AAA-level: a full text alternative is required in addition to captions and audio description
1.2.8 Media Alternative (Prerecorded)
In Plain Language
[1.2.8 Media Alternative (Prerecorded)](https://www.w3.org/WAI/WCAG22/Understanding/media-alternative-prerecorded.html) is a Level AAA criterion that applies to any prerecorded synchronised media (video with an audio track). It requires a complete text alternative to the media -- a standalone document that conveys every piece of information a sighted, hearing viewer would receive: all dialogue, all non-speech audio, and all visual content including actions, scene changes, on-screen text, and interactive affordances[1].
The mechanism is distinct from the earlier video criteria. [1.2.3 Audio Description or Media Alternative](https://www.w3.org/WAI/WCAG22/Understanding/audio-description-or-media-alternative-prerecorded.html) at Level A lets an author pick one of two paths -- audio description *or* a text alternative[2]. [1.2.5 Audio Description](https://www.w3.org/WAI/WCAG22/Understanding/audio-description-prerecorded.html) at Level AA removes that choice and mandates audio description. At AAA, 1.2.8 layers on top: when 1.2.3 and 1.2.5 have been satisfied with audio description, a full text alternative is still required in addition[1]. It is not a substitute for captions or audio description -- it sits alongside them.
"Complete text alternative" is a specific structural claim, not a rebranded transcript. A dialogue-only transcript fails 1.2.8 because it drops the visual channel. The document has to read like a screenplay or scene-by-scene narration: time-stamped or scene-segmented headings, explicit speaker labels, bracketed descriptions of visual content (actions, settings, charts, on-screen text), bracketed non-speech audio cues (phone ringing, laughter, music stings), and embedded screenshots with descriptive `alt` text only where a visual cannot be conveyed in words alone.
Why It Matters
- Deaf-blind users and users with severe combined vision and hearing loss cannot consume captions (visual) or audio description (auditory). A text alternative rendered through a refreshable braille display is the only channel that delivers both the dialogue and the visual information of a video to these users[1].
- Readers who process written prose more reliably than synchronised audio-video -- including many users with cognitive and learning disabilities -- can pace, re-read, and search a text document in ways a timeline-based player does not allow.

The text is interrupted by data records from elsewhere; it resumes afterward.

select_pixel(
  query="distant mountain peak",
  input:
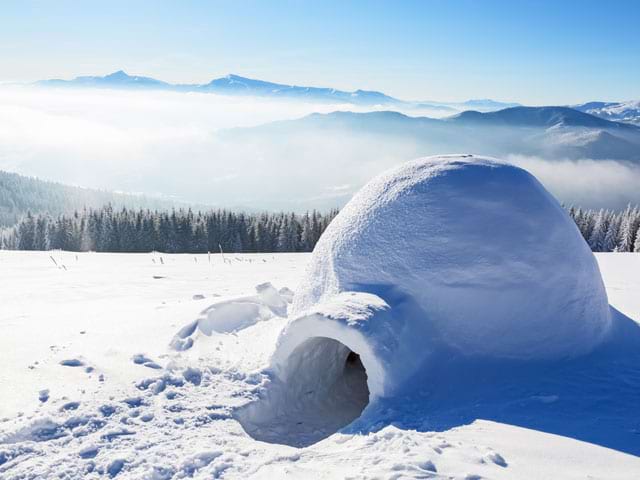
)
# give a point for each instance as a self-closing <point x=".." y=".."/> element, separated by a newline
<point x="118" y="74"/>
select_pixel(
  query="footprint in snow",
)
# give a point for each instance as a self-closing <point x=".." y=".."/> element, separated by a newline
<point x="72" y="362"/>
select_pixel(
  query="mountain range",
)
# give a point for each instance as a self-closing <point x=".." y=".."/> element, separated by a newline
<point x="237" y="85"/>
<point x="626" y="112"/>
<point x="547" y="132"/>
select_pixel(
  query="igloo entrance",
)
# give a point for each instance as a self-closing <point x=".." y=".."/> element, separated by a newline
<point x="322" y="388"/>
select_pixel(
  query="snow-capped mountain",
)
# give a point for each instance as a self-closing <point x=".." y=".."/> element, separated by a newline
<point x="119" y="79"/>
<point x="539" y="117"/>
<point x="238" y="85"/>
<point x="628" y="112"/>
<point x="547" y="132"/>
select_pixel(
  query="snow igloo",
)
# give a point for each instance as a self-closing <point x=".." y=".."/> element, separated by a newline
<point x="459" y="254"/>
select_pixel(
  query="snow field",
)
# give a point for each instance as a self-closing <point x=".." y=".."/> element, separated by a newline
<point x="110" y="313"/>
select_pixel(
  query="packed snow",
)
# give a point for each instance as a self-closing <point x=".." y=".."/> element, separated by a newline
<point x="479" y="343"/>
<point x="80" y="394"/>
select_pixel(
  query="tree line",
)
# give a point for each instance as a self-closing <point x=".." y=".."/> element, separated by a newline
<point x="184" y="231"/>
<point x="609" y="231"/>
<point x="176" y="231"/>
<point x="20" y="194"/>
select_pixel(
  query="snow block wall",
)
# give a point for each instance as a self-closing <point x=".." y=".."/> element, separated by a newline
<point x="459" y="253"/>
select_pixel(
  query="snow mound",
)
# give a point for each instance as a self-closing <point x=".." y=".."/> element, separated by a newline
<point x="233" y="315"/>
<point x="453" y="255"/>
<point x="489" y="260"/>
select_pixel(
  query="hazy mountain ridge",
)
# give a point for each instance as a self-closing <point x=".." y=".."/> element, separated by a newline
<point x="237" y="85"/>
<point x="628" y="112"/>
<point x="548" y="132"/>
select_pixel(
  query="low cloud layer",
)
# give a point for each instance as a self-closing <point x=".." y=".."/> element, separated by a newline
<point x="177" y="145"/>
<point x="588" y="183"/>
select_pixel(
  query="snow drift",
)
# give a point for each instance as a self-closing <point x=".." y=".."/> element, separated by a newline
<point x="459" y="254"/>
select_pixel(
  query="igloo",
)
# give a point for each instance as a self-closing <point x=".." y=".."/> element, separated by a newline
<point x="459" y="254"/>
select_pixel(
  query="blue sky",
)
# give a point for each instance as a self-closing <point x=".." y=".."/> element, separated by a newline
<point x="536" y="52"/>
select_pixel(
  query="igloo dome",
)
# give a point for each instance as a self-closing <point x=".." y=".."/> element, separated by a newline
<point x="463" y="254"/>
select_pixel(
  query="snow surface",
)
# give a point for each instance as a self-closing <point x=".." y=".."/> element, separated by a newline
<point x="117" y="313"/>
<point x="488" y="263"/>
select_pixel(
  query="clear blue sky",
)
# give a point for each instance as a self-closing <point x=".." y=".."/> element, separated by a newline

- A structured text alternative is the only artefact in the media bundle that is indexable by search engines, translatable by machine translation, and citable by line. Captions in WebVTT[3] are time-coded fragments, not a readable document; audio description is an audio track.
- Procurement contexts that require a records-management copy of every published video (archival retention, FOIA response, regulated-industry review) are satisfied by the same document that satisfies 1.2.8, because a full media alternative is by construction a complete textual record of the media.
Examples
<video controls>
<source src='training.mp4'
type='video/mp4'>
</video>
<a href='training-full-text.html'>
Full text alternative
</a>
✔ A complete text document covers all dialogue, sounds, and visual information
<video controls>
<source src="training.mp4"
type="video/mp4">
<track kind="captions" src="captions.vtt"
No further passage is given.